Your written response is inadequate. The response provided shows that relevant SOPs were revised, amendments and re-testing were done, and staff training was recorded, but it does not provide: (1) documentation of actions that have been or will be taken to fully address and correct the specific violations observed during the studies and the conditions which allowed them to occur; (2) clarification regarding whether the study directors are required to train on your revised procedures and reference documents related to accurately recording data, completing individual animal health assessments, and performing appropriate follow-up; and (3) any planned preventive actions, such as frequency (i.e., quarterly, annual) of audits or future training for new staff, including study directors, and/or new procedures, as appropriate. Your explanation, when taken into consideration with the violations described above, which occurred in multiple studies with various study directors over many months, suggests systemic failures in study director oversight of nonclinical laboratory studies and brings into question the quality and integrity of safety data collected at your testing facility. Thus, your response does not provide assurance that similar violations would not occur again.

2. Failure to conduct nonclinical laboratory studies in accordance with the protocols [21 CFR 58.130(a)].

Nonclinical laboratory studies shall be conducted in accordance with the study protocol(s). Your failures to adhere to this requirement include, but are not limited to, the following examples:

a. Raw data for (b)(4) rabbit pyrogen tests ((b)(4)) fail to include documentation of calibration of the temperature probes before each use, as required by each associated study protocol to follow US Pharmacopeia (151) Pyrogen Test. The temperature probes were not adequately calibrated to ensure that rabbit temperature changes can be measured with ±0.1 ℃ accuracy per USP <151>, which is designed to limit to an acceptable level the risks of febrile reaction.
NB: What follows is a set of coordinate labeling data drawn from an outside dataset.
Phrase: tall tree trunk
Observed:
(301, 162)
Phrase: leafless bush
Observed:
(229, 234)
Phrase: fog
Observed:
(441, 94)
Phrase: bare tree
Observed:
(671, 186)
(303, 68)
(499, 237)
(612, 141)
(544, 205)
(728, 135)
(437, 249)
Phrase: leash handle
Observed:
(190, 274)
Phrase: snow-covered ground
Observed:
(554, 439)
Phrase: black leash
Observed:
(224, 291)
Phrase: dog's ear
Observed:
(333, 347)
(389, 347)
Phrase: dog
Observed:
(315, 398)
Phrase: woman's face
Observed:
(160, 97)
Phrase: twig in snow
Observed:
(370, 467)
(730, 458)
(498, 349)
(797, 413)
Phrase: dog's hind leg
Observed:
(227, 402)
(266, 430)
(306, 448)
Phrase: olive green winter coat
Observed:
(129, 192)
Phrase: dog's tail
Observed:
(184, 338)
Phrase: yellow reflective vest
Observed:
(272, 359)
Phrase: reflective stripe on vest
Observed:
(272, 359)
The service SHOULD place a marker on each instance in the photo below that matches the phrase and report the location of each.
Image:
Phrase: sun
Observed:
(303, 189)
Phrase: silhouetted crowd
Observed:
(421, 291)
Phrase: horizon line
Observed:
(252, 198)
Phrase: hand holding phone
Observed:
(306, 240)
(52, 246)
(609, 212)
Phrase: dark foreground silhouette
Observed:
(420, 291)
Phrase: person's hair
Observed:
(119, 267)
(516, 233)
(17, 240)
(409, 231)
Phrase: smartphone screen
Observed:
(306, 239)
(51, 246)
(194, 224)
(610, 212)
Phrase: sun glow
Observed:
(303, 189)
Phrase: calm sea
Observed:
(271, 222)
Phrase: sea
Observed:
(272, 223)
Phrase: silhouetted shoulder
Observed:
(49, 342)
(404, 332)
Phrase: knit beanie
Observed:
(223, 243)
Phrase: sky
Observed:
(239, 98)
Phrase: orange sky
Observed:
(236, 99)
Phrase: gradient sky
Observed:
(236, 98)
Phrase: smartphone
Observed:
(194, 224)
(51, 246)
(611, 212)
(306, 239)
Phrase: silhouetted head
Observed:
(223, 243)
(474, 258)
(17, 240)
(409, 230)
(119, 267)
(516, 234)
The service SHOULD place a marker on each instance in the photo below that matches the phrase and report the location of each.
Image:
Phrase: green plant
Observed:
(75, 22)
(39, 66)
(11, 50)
Lack of adequate calibration is a protocol deviation, as USP <151> is the basis for rabbit pyrogen test and is identified as the guideline to follow in the (b)(4) rabbit pyrogen tests. It requires that temperature probes be calibrated to assure an accuracy of ±0.1°. Because it is unknown whether the previously used temperature probes can accurately measure temperature changes of the rabbits during testing, the validity of those previously conducted rabbit pyrogen studies (e.g., (b)(4)) is questionable. In addition, rabbit temperature changes are within a small window (<0.5 ℃ is one of the acceptance criteria). Records from the (b)(4) rabbit pyrogen tests document almost no change in rabbit temperature during testing, and these questionable results were not identified for retesting. Without a calibration check of temperature probes, the accuracy of temperature measurement by the temperature probes is questionable.
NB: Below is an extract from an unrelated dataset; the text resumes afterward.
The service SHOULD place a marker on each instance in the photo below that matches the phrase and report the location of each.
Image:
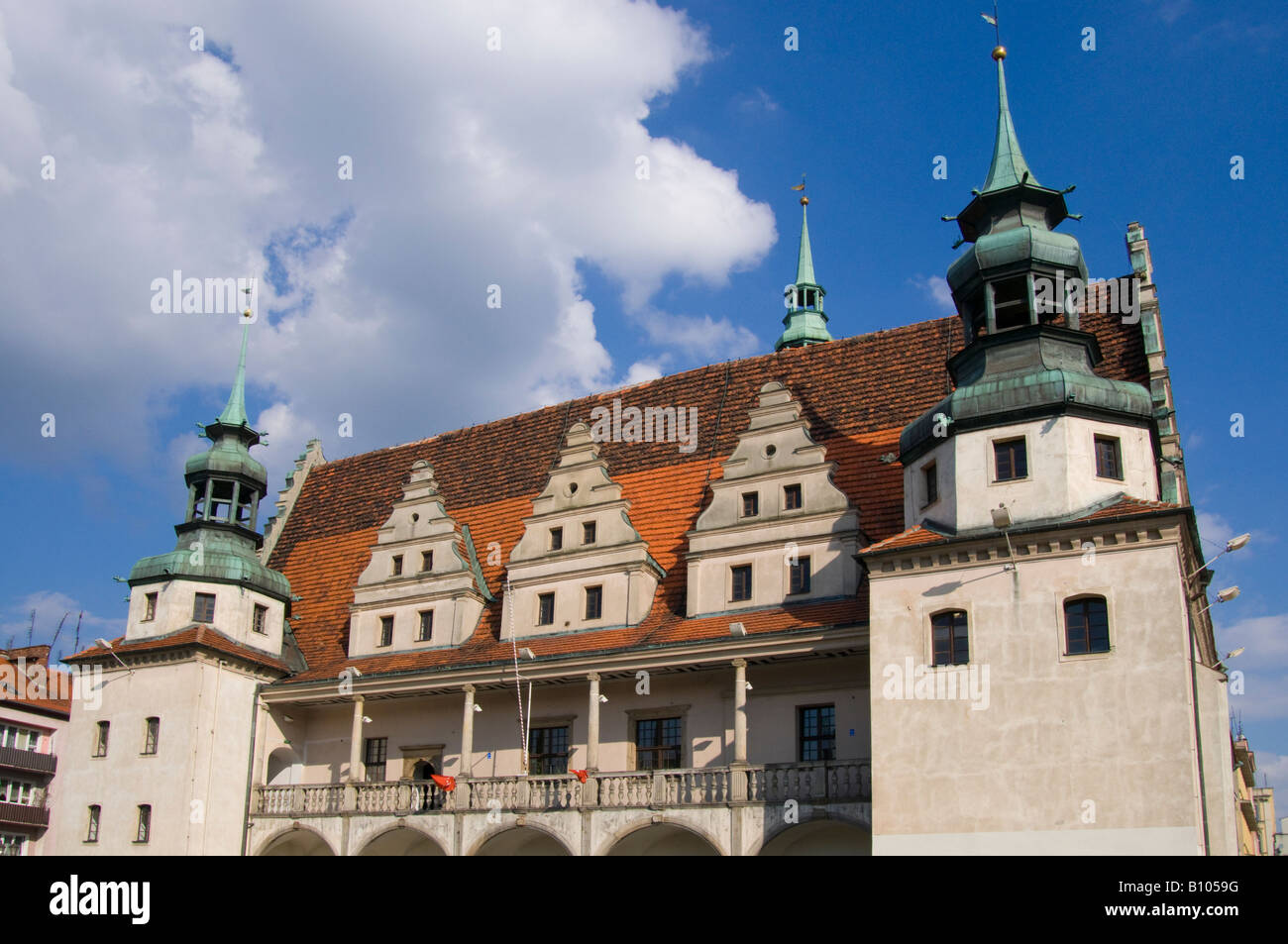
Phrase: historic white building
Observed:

b. Study Protocol (b)(4) requires occlusive dressing be utilized to secure the test article on the study animals. Elastic net bandages were used to wrap the patches around the trunk of animals. Study records document the elastic net bandages (including test and control articles) were supposed to be removed on (b)(4). However, on (b)(4) during the inspection, some bandages were observed on the bedding, as they had not been secure and fell off from some animals within cage #(b)(4) and #(b)(4) (RM (b)(4)).

In addition, the following was observed:
• Cage (b)(4) for study (b)(4), all wraps from (b)(4) animals fell off into the bedding
• Cage (b)(4) for study (b)(4), elastic bandages fell off from (b)(4) animals
• Cage (b)(4) for study (b)(4), elastic net bandages fell off from (b)(4) out of (b)(4) animals
• For animals in cages (b)(4) that still had bandages on them, all elastic bandages rolled up or down along the trunk of the animals.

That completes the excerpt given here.